Monthly Archives: March 2015
You know how you find yourself ruminating about something and you can’t seem to let it go? It’s that time when someone says or does something and you keep replaying it in your head and thinking “How could they have said that?” or “Why did they treat me like that?” You know you are really in the thick of it when you start playing the whole thing over and you come up with about 4 different ‘comebacks’ or other things you wish you had said or done.
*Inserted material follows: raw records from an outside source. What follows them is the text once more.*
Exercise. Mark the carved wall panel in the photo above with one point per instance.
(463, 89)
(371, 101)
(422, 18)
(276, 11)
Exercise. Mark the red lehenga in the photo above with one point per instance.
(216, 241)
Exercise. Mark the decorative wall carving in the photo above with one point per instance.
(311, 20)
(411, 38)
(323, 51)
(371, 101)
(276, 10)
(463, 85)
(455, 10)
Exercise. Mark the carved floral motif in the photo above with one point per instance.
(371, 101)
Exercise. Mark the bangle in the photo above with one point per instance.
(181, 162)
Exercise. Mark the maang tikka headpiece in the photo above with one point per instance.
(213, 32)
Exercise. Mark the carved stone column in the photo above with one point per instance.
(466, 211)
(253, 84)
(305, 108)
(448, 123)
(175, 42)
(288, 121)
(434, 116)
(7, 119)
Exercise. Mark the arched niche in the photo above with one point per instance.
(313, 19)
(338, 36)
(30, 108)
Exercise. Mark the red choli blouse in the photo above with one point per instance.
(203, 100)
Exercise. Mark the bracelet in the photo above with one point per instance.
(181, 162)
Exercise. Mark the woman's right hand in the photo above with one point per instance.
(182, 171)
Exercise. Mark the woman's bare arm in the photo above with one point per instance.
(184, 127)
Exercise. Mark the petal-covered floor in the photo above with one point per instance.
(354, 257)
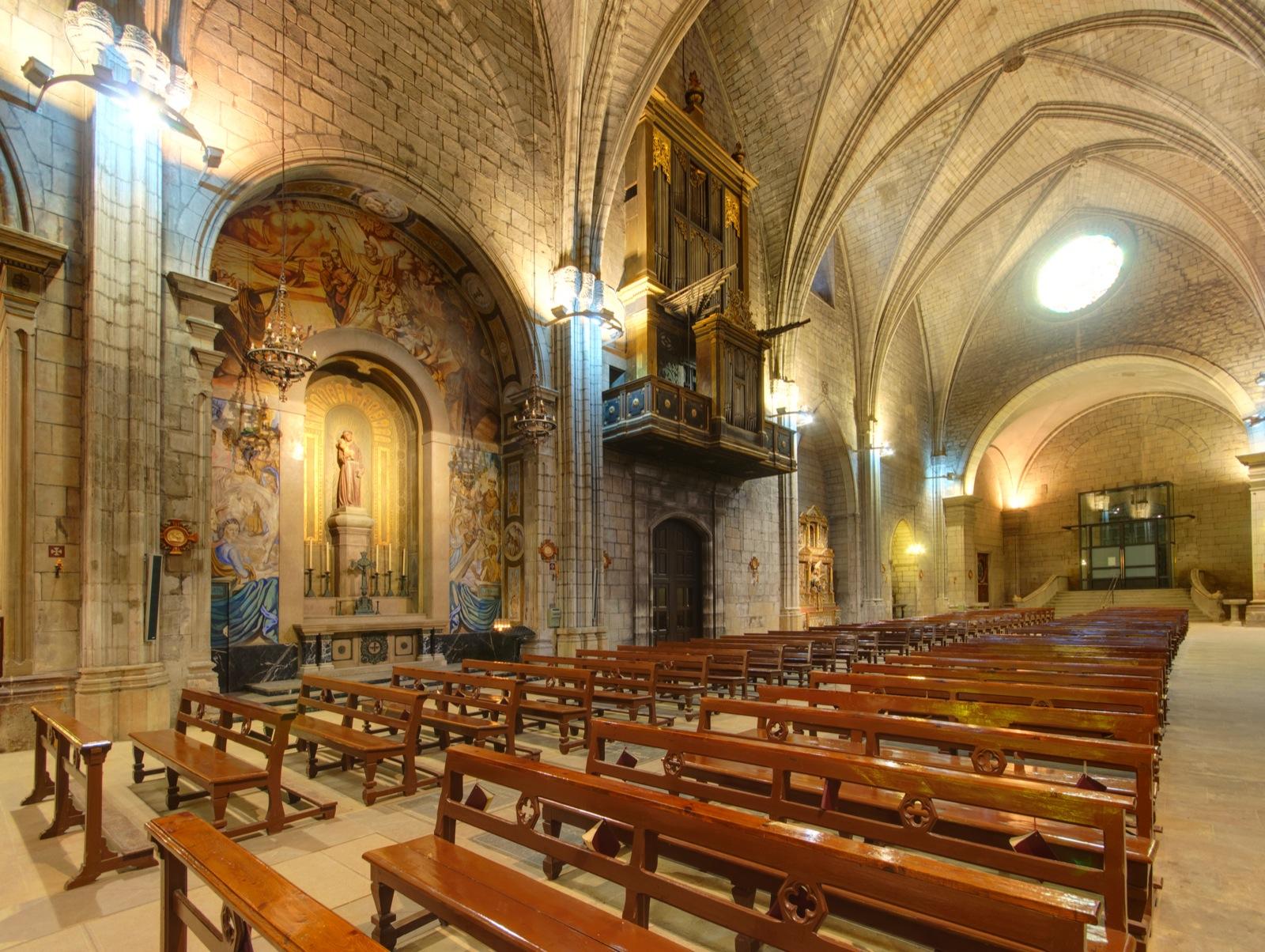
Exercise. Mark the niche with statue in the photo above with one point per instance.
(816, 568)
Recently, I seem to have gotten caught up in a plethora of experiences/interactions that left me shaking my head, wondering what the hell I did wrong, and questioning everything. Then I finally figured out that I needed a serious reality check. I was getting caught up in my fears, insecurities, and doubts. It’s one thing to have my own doubts, fears, and such. But when a combination of my own stuff is going on and then I get healthy doses of other people projecting their own jacked up stuff in the form of criticism, judgment, impatience and lack of understanding…well it becomes one heck of a downward spiral.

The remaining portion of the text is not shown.